Challenge 2025

The Digitization of the Global Credit Union System

 

A New Decade, A New Goal

In 2014, World Council of Credit Unions set a goal of reaching 260 million credit union members worldwide by 2020.

Through a concentrated worldwide effort, credit unions were able to reach our "Vision 2020" goal by 2017. But that growth was not even across all countries or among all credit unions. The credit unions that grew were those that offered core services via online and mobile channels. That is why we are now addressing how we increase membership going forward—through the digitization of the global credit union system by 2025.

Measuring Global Digitization

World Council will measure the digitization of credit unions in four key areas and report annually on the progress being made toward Challenge 2025.

Digital Channels

Offering members core digital transaction services such as online and mobile banking, online payments and online loan processing.

Digital Payments

Connecting your credit union to a shared payments system that allows for mobile payments and integrated with a national payments system.

Data Analytics

Employing data analytics to determine additional service offerings to members, and helping to identify those that need financial literacy or counseling services.

Data Cybersecurity

Implementation of a cybersecurity system that complies with national regulations to protect members' consumer data from digital attacks and intrusions.

 

Follow Our Progress, Tell Us About Yours

Track the latest developments in digitization here and feel free to send us updates on how your credit union or credit union system is striving to help us meet Challenge 2025 at communications@woccu.org.

Polish Credit Unions Push Digital Options to Counteract Effects of COVID-19 Pandemic

The following post was provided by the National Association of Co-operative Savings and Credit Unions (NACSCU), World Council’s direct member organization in Poland.

The safety and health of credit union employees and members during the pandemic was a priority for all of us at NACSCU. That is why we recommended limits on the number of direct contacts between employees and credit union members. But this situation also created an opportunity to reduce the level of digital exclusion and bridge the technological gap.

“Stay at home” orders and social distancing gave us a chance to strengthen our credit unions’ transactional product line. The situation increased the importance of having credit union accounts with access to complete transactional services. NACSCU decided to intensify and accelerate work on technological innovations. We also worked with our credit unions to educate their members, concentrating on the popularization of remote account handling through internet channels and mobile applications. NACSCU and its credit unions began recommending members use contactless and non-cash transaction services and promoted payment cards as a safe way to make payments and settlements in a pandemic.

Credit union members who decided to activate an account through online channels or mobile applications and use payment cards were able to:

  • have direct access to accounts, balances and operations’ history without leaving home.
  • make any payments or other financial transactions from home.
  • make contactless and cashless payments in stores.
  • make payments in online stores that deliver those purchases.
  • be independent from the need to have credit union branches open and available.

NACSCU also prepared to provide remote capabilities to its credit unions through phone and internet channels, allowing them to provide more remote services. This gave those credit unions the chance to continue with full operational services in the hardest time of the pandemic, when many branches were closed.

The height of the pandemic in Poland stretched from the second half of March until the end of April. During that time, we observed high interest from our credit unions in issuing payment cards, and in utilizing online and mobile transaction systems. Credit unions encouraged members to obtain and use payment cards. They also encouraged members who had payment cards, but did not actively use them, to start doing so. The Polish credit union system was one of the first to implement and allow for a higher amount of contactless transactions that do not require PIN authorization. As a result of all these efforts, more payment cards were issued to Polish credit union members during those two months than in all of 2019. That caused a large increase in the number of digital payment transactions as well.

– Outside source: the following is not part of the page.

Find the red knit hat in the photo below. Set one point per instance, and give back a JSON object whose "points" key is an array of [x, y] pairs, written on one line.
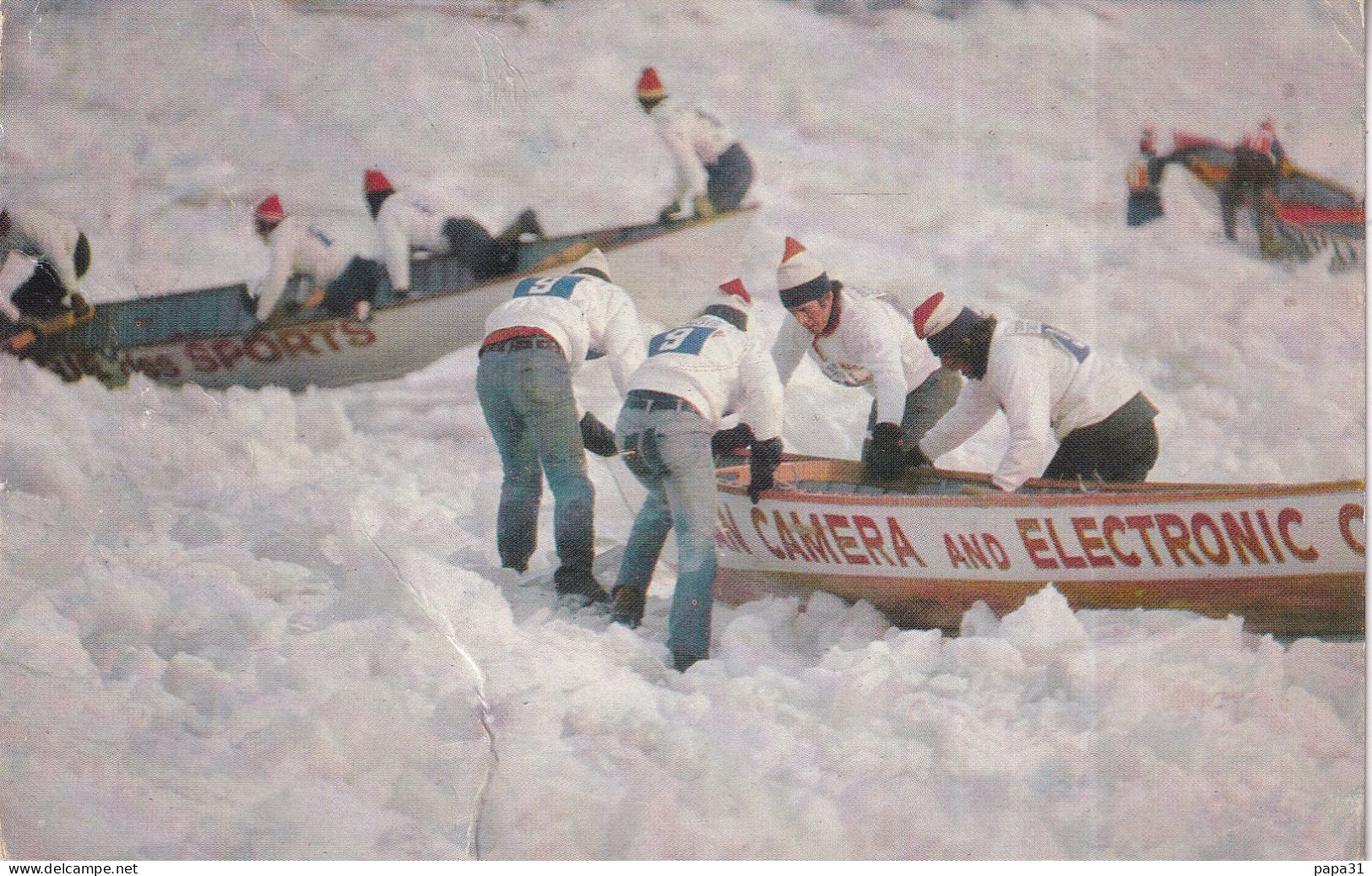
{"points": [[649, 87], [375, 181], [735, 295], [800, 277], [270, 210]]}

At the same time, NACSCU completed two important projects. The first was to develop a multicurrency payment card, which credit unions started offering to members on June 1. The multicurrency payment cards have the same functionality of debit cards with competitive exchange rates for payments in foreign currency. Multicurrency payment cards are also ecological, with all components made from recyclable, natural materials.

The second project focused on the implementation of fast, simple and safe tax, administration and internet shopping payments. The finished product is called “Paybynet.” Credit union members can now make the same fast, safe transfers as clients of other financial institutions that serve the Polish market. It further reduces the technological gap between banks and credit unions in Poland and allows credit union members make safe transfers, which is crucial during the pandemic.